If Richie is seriously injured one day, will the IRB and the Referees claim responsibility, because if they applied the laws equally to every player, Richie will not be so eager to slow down play”
“I have watched RM in the past really take his time to roll away and get out of the players way, I have also seen him stand up and menouvre himself in such a way as to slow down play. Referees allow him to do these things, rucking would not help, this is simply down to enforcing the law..”
The problem isn’t McCaw. It’s the fact that he understands the application of the Laws better than most referees and definately better than arm-chair critics including most “rugby journos”. He knows there is a fine line and an even finer split second between a tackle and a ruck forming, which, if you look at it objectively as stated in Law 16 of the game reads:
Law 16. Ruck
A ruck is a phase of play where ONE or more players from EACH TEAM, who are ON THEIR FEET, in PHYSICAL CONTACT, close around the ball on the ground.
Therefore, this Law asks certain questions at every post-tackle situation which McCaw has the fastest answers too.
Q: Is there a player from EACH team present? A: No – this means no ruck has formed and ANY player can contest the ball from direction as their is no offside line (yet)
Q: Are the players present from each team ON THEIR FEET contesting the ball? A: No – this means no ruck has formed (yet) and so a player on their feet has all the rights to contest the ball from ANY direction as their is no offside line (yet).
McCaw knows that until all the conditions are met in Law 16, he can dispute each point with the ref and suggest that he was contesting from the position he was in before ALL of those conditions were met to define a legal ruck.

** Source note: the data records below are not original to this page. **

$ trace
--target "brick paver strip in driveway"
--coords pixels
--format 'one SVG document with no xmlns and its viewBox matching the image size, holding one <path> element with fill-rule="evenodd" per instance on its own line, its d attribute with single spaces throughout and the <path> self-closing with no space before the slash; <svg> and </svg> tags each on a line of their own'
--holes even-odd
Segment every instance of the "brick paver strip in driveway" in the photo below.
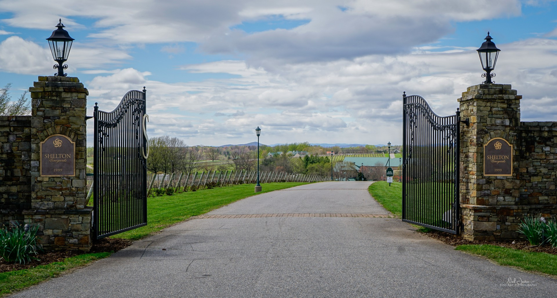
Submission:
<svg viewBox="0 0 557 298">
<path fill-rule="evenodd" d="M 369 195 L 369 185 L 323 182 L 247 198 L 208 214 L 214 218 L 176 224 L 14 297 L 524 297 L 557 292 L 555 279 L 455 251 L 399 219 L 357 216 L 388 213 Z M 310 214 L 314 216 L 305 216 Z M 508 286 L 509 279 L 535 286 Z"/>
</svg>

Some refs will argue their point back and bat away his points but McCaw’s understanding of the application of the Laws means he comes across technically superior. This creates doubt in the ref’s own mind as to their speed of thought and speed of positioning to blow the whistle correctly.
McCaw is without doubt a technical master and his incredible engine enables him to be one step ahead (most but not all of the time) not only of the refs but the booing opposition supoorters who only see and shout what they want to see — a McCaw red card!
The Ref’s do not debate on a field and the law also says that a player needs to roll away from the ruck, he does take his time and he does obstruct, whether he knows the law or not, the ruck is not the issue, the issue is interpretation, and IMO…you have 2 things in life.
Laws – they should be clear and concise Guidelines – Open for interpretation
So in rugby if a “Law” can be interpreted differently, then it is not a “Law” but more a “guideline”, that means the IRB need to work on it and make sure there is clarity, we have the same problem with the tip tackle, there is no clear indication as to what is what..
The Law says that the TACKLER needs to roll away.
The next player on the scene does not have to adhere to this so long as ALL the conditions in Law 16 are not met. That player (who is often McCaw) has free reign to contest from any direction as I stated because technically NO ruck has yet formed despite some refs insisting it has
That is incorrect. The second player must still come “through the gate”, he cannot enter from any direction.